Green Lantern is ultimately let down not by the weight of its ambitions, but total lack of them.
Green Lantern is another slice of expensive ho-hum cinema from Hollywood saved only by its director’s professional polish and the production team’s craftsmanship. Indeed, Michael Bay and others practitioners of loud and obnoxious blockbusters could learn a thing or two from Kiwi director Martin Campbell.
Hal Jordan (Ryan Reynolds) is a super-duper test pilot haunted by the memory of his father, another super-duper test pilot who died on the job. Hal is cocksure, arrogant and cracks jokes. It’s a role that fits Canadian actor Reynolds like a glove.
The fantastical sci-fi context and rich art design offer a sumptuous visual experience. The special effects, after early geek brigade online grumbles, are suitably stellar.
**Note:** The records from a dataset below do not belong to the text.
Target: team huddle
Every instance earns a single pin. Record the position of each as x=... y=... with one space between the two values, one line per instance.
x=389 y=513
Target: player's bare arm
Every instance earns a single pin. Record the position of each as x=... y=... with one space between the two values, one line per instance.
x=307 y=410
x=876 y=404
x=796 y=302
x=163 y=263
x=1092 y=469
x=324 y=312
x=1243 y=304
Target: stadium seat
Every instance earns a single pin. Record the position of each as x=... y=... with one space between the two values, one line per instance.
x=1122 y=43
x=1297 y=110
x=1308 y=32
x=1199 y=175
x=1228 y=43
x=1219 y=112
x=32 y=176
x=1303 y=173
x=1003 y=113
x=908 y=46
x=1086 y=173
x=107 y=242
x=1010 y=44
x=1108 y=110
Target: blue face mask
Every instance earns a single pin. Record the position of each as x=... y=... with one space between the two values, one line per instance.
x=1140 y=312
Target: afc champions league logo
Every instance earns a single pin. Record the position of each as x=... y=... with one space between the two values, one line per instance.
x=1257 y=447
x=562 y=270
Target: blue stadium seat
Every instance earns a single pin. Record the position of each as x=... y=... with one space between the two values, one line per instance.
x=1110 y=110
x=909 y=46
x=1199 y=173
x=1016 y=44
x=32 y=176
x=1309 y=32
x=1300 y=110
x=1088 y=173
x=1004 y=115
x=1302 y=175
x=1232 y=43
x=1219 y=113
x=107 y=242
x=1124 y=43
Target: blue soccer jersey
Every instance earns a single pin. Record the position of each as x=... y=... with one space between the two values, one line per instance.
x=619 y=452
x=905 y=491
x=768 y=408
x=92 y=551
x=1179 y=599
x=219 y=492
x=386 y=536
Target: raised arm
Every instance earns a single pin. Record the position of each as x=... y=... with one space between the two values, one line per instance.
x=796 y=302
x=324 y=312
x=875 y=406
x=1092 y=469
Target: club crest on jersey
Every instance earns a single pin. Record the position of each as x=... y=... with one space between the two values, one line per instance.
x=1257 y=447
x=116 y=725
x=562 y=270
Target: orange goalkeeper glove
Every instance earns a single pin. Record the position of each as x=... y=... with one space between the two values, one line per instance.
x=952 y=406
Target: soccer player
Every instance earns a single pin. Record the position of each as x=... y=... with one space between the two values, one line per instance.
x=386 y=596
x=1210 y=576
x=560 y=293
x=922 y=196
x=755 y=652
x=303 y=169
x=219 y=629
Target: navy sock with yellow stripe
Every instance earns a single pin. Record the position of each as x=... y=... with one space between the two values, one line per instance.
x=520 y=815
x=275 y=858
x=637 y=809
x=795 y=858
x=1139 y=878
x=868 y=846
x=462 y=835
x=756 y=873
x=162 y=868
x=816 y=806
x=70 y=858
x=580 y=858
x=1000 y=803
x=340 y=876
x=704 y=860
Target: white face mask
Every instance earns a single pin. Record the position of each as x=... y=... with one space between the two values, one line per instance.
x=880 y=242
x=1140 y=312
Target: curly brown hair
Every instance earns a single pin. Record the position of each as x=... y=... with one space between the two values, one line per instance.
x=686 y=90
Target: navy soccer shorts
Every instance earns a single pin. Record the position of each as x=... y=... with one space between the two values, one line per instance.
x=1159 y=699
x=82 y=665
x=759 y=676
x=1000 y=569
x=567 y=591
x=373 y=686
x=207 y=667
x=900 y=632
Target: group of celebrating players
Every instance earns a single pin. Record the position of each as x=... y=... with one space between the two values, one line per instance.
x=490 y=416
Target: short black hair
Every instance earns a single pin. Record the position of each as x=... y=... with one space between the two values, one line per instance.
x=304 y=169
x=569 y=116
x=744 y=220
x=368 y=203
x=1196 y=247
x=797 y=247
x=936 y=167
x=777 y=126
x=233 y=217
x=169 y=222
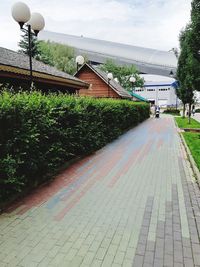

The huge planetary landscapes and eerie lunar vistas bring to mind the curious writings of Lord Dunsany or HP Lovecraft’s cosmic horror fiction. Parallax, the chief villain, is a monstrous giant entity with Cthulhu-like tentacles.
It almost feels perverse to complain of a busy plot in a Hollywood summer flick, but this one crams an awful lot into 114 minutes of running time. Only Peter Sarsgaard, as scientist turned villain Hector Hammond, really sticks out among the starry supporting cast.
The director usually puts feisty female characters into his films but Blake Lively’s Carol Ferris is so lacklustre and patently absurd, suspension of disbelief is required more for her than the English-speaking aliens.
Four writers worked on the script (that we know about) and it seems too many cooks do indeed spoil the broth. Especially since what we are served up is the bog standard origins of a superhero plot.
Campbell, the man who delivered two of the great modern 007 movies, GoldenEye and Casino Royale, knows his way around a stunning action set-piece or two and there’s plenty of spirited effort to deliver the goods. The final showdown in outer space is brilliantly realised.
Green Lantern is ultimately let down not by the weight of its ambitions, but total lack of them. A charitable soul might describe the film as a classical genre piece, but feels more like a studio playing safe. Definitely not franchise material.
Ryan Reynolds in a superhero action adventure… again.
Martin Campbell is the real hero.
Fantastical sci-fi designs, massive set pieces and incredible special effects save this from being a complete waste of time.